The Capacas’ chant ended there. One of the old women pronounced a few words more, but I didn’t understand them anymore. The spell, or whatever the hell it was, had ended.

“The rest of the story,” Marta concluded, translating what the Capaca woman said, “you already know.”

I felt completely calm and serene, as if, instead of sitting on that stool listening to a story about the destruction of the world, I had been listening to music in my living room at home. Those guys had done something to my head while they talked to us about Oryana and everything else. Marc, Lola, and I had come to the erroneous conclusion that if one didn’t know Aymara, one was safe from those strange influences, but it wasn’t true: The power of the words transcended the barrier of language and slipped into your neurons, whatever language they spoke.

As Gertrude had supposed, Aymara was a vehicle for power, a perfect language, almost a programming language, which allowed the combination of sounds necessary to stir up your brain. Aymara—
Jaqui Aru
—was the keyboard that had allowed the perfect brains of those first children of Oryana to be programmed, giving them the necessary applications to live. Whatever those guys had done in my head, it was allowing me to make a series of connections that would not in a million years have occurred to me on my own. Tons of ideas crossed through my mind, and all of them were different, disconcerting, and, of course, impossible to share with the others in those minutes. Suddenly, I was enjoying an incredible mental clarity, and I felt as if those Capacas were still playing around in my head, drawing new paths of understanding.
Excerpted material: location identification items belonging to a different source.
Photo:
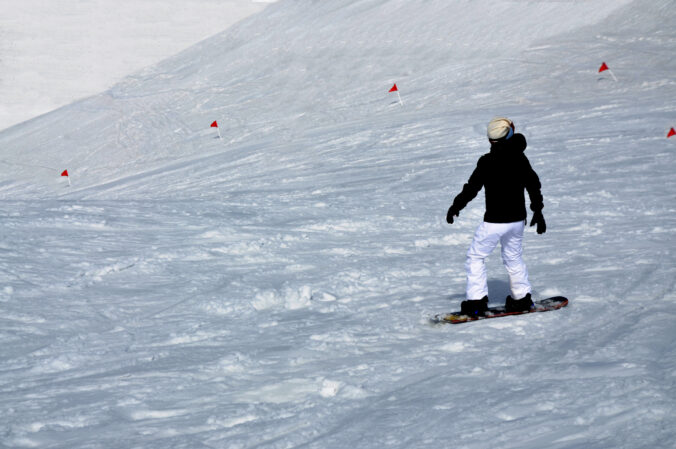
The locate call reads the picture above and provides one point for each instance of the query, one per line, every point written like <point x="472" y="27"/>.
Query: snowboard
<point x="544" y="305"/>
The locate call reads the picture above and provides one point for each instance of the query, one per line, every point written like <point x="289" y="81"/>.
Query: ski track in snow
<point x="272" y="288"/>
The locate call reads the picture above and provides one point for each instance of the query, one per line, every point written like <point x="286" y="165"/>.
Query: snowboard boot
<point x="474" y="307"/>
<point x="518" y="305"/>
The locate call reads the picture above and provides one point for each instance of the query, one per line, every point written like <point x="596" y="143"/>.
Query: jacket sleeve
<point x="533" y="187"/>
<point x="471" y="189"/>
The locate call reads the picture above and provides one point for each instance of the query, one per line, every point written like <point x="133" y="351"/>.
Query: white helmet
<point x="500" y="128"/>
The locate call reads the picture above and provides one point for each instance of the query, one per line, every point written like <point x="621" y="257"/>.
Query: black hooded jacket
<point x="504" y="173"/>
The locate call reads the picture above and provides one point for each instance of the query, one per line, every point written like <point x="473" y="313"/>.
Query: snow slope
<point x="271" y="288"/>
<point x="53" y="53"/>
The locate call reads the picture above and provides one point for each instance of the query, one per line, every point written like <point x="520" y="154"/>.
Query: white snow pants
<point x="486" y="238"/>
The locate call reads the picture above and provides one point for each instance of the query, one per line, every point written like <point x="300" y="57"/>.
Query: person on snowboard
<point x="504" y="173"/>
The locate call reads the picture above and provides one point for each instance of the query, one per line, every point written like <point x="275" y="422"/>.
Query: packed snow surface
<point x="55" y="52"/>
<point x="272" y="288"/>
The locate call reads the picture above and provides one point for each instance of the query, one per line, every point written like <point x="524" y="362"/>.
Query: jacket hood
<point x="515" y="145"/>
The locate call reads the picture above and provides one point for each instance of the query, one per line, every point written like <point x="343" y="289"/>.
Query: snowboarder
<point x="504" y="173"/>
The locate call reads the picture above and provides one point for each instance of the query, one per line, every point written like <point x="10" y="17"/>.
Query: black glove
<point x="452" y="212"/>
<point x="539" y="220"/>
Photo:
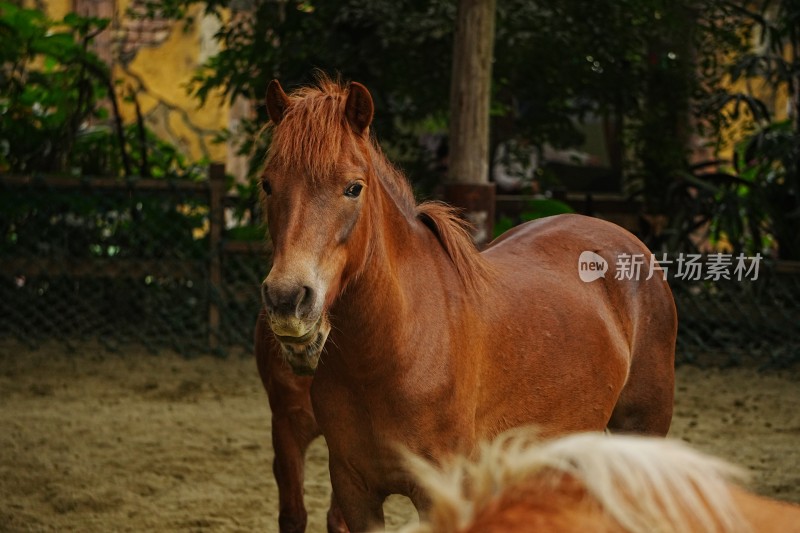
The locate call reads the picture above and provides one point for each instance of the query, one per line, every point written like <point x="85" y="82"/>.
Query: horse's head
<point x="316" y="185"/>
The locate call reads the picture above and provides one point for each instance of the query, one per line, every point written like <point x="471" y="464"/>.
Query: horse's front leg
<point x="362" y="510"/>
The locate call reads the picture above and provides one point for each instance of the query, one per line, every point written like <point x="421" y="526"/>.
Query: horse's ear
<point x="359" y="108"/>
<point x="277" y="101"/>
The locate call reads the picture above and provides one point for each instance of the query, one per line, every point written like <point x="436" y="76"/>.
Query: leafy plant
<point x="51" y="87"/>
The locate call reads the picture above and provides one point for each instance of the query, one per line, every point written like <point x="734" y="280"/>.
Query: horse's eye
<point x="353" y="190"/>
My companions were living experiences similar to the one I was having, which is why, when the elders’ chant ended, the silence lasted for a long time. We weren’t capable of speaking because we were very busy trying to pin down our thoughts. The Capacas’ chant most likely contained tons of sounds capable of altering our brains, of awakening them. Maybe we had gone from using five percent to temporarily using six, or five and a half, and we were conscious of it. Then I also understood what Marta had said to me when I had accused her of having been manipulated by the Yatiri to make her agree never to speak of Qalamana: I also clearly understood that they had used the power of words with me, yet I didn’t feel as if I had been invaded by alien ideas or thoughts. I was, as she said, awake, clear, and very calm, and I knew that everything in my head was mine. It was I, and only I, who occupied my mind, and who, like Marta, now saw with clarity how unnecessary it was to bring everything to light, to bring lights and cameras to Qalamana, or even worse, to take that power from the Yatiri’s hands and put it in the hands of some scientists working in the service of armed governments or terrorist groups, of which the world was full, in a time when all ideologies and all systems had been corrupted.